补肾软坚方药单体二苯乙烯苷(TSG)对血管内皮细胞凋亡及内质网应激的调控研究
细胞凋亡是一个复杂的过程,多个细胞器参与其中,同时涉及多条细胞信号传送通路。内质网应激(ERS)是指由于某种原因导致细胞内质网稳态失衡、生理功能发生紊乱的一种亚细胞器的病理过程。ERS作为细胞水平的应激将AS形成的细胞机制与多种危险因素联系起来,并在细胞凋亡中起着重要的作用,贯穿AS发展全程。
科研团队前期运用补肾软坚方药治疗AS性疾病疗效肯定,动物实验表明可通过调节整体氧化应激和炎症反应而拮抗AS。那么,补肾软坚方药的抗AS作用是否还通过调节亚细胞水平的应激及其介导的血管内皮细胞凋亡而实现?

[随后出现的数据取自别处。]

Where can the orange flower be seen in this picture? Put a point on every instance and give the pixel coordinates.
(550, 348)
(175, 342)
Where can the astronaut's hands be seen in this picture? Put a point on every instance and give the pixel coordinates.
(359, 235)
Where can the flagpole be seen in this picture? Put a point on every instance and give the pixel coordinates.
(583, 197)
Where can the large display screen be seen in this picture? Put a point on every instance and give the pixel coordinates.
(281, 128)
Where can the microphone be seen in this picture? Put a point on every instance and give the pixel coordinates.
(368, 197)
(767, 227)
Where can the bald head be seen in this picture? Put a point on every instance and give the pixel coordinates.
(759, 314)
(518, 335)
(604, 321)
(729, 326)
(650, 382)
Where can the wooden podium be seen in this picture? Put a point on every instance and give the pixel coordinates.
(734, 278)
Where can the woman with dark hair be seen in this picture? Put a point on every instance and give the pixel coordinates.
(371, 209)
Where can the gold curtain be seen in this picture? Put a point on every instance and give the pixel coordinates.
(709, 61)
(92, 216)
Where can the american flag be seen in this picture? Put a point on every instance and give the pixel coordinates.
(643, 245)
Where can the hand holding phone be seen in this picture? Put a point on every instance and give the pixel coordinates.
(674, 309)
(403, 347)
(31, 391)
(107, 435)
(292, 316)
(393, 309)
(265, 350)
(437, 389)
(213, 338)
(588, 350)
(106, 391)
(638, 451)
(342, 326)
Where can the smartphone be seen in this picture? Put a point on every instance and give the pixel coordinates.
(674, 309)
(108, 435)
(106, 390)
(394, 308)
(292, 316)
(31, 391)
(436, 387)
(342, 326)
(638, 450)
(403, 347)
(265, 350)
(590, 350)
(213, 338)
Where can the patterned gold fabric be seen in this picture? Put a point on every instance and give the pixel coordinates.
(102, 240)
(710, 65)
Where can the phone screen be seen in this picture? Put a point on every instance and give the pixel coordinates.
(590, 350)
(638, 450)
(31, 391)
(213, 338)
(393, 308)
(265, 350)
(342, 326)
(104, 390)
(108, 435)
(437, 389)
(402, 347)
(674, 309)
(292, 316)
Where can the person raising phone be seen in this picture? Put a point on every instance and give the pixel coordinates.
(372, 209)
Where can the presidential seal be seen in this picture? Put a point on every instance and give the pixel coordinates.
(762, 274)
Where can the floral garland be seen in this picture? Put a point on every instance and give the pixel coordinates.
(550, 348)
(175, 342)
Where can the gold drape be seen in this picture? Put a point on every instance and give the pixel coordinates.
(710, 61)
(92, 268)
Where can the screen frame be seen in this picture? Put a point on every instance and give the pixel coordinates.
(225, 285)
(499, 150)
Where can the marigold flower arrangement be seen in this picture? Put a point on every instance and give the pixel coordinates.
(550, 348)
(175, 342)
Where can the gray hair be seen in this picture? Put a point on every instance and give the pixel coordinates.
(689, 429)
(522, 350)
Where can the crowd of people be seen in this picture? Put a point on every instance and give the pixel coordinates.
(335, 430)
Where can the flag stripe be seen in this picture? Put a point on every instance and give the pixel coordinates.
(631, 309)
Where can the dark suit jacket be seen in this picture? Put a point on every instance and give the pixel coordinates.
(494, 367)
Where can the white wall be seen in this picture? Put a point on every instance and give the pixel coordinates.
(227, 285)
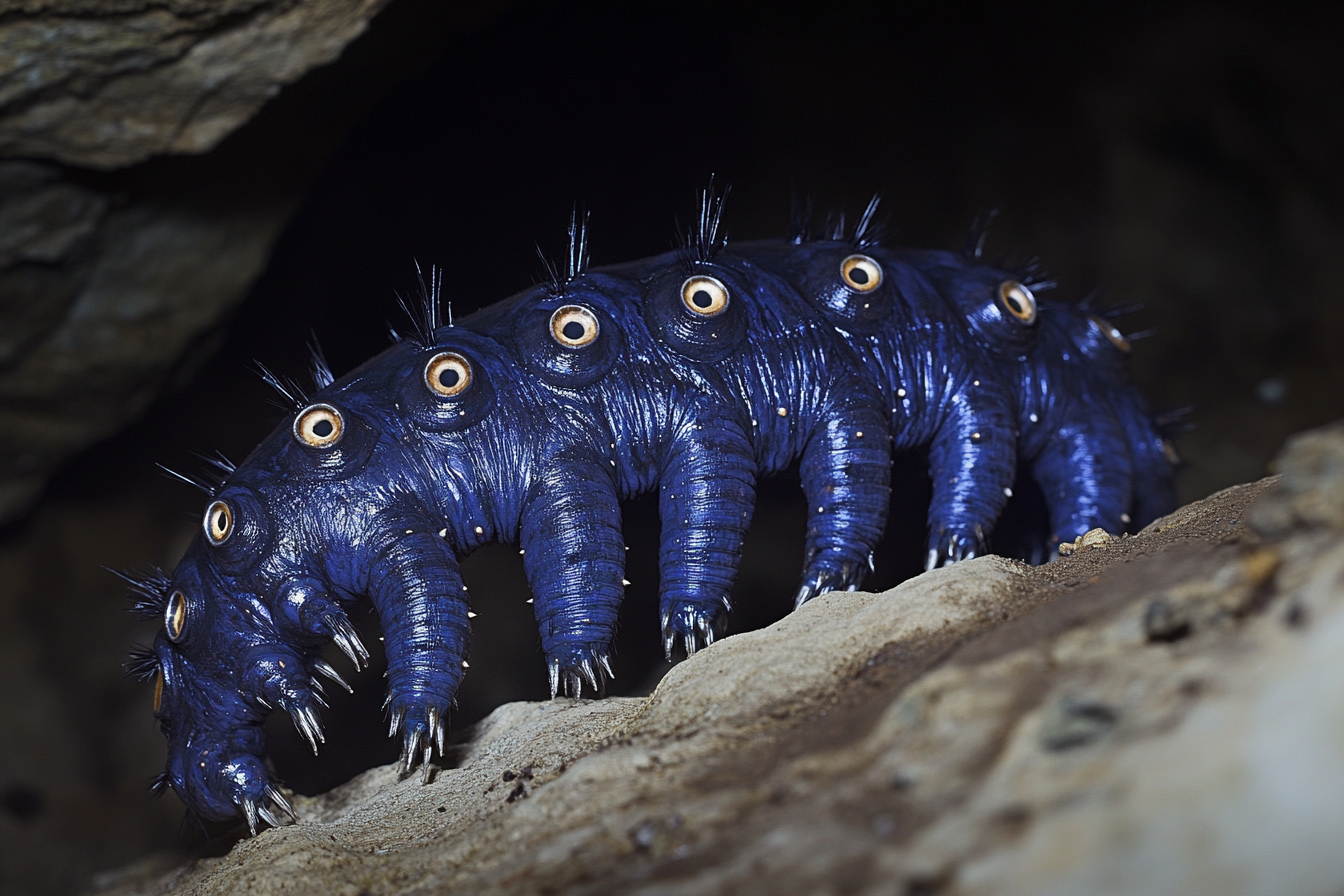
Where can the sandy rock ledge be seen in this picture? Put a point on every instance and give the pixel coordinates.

在以往实验的基础上,本实验应用ERS抑制剂4-苯基丁酸(4-PBA)作为阳性对照药,探讨补肾软坚方药单体成分二苯乙烯苷是否能够从ERS途径干预ox-LDL诱导的血管内皮细胞凋亡。
(一)材料与方法
1.细胞株 EA.hy926人脐静脉细胞融合细胞株。
2.主要试剂和药品 胎牛血清(FBS)、氧化低密度脂蛋白(ox-LDL)、噻唑蓝(MTT)、青霉素及链霉素混合液、乳酸脱氢酶(LDH)测定试剂盒、细胞凋亡与坏死检测试剂盒(Hoechst33342/PI)、Annexin-V-FLUOS染色试剂盒、人GRP78酶联免疫试剂盒。
3.方法
(1)细胞培养 同第四章第四节。
(2)细胞分组与处理 取对数生长期EA.hy926细胞均匀接种于96孔板或6孔板中,以含10%FBS的DMEM培养基培养24h,待细胞充分贴壁至融合状态时,置换含0.5%FBS的DMEM培养基继续培养24h,令细胞周期同步于G0/G1期。根据实验内容采取以下不同分组:
1)依据TSG对血管内皮细胞活力的影响,分为以下5组:
①Control组:置换含0.5%FBS的DMEM培养基继续培养24h。
②TSG(0.1μM)组:置换含0.5%FBS和0.1μM TSG的DMEM培养基继续培养24h。
③TSG(1μM)组:置换含0.5%FBS和1μM TSG的DMEM培养基继续培养24h。
④TSG(10μM)组:置换含0.5%FBS和10μM TSG的DMEM培养基继续培养24h。
⑤TSG(100μM)组:置换含0.5%FBS和100μM TSG的DMEM培养基继续培养24h。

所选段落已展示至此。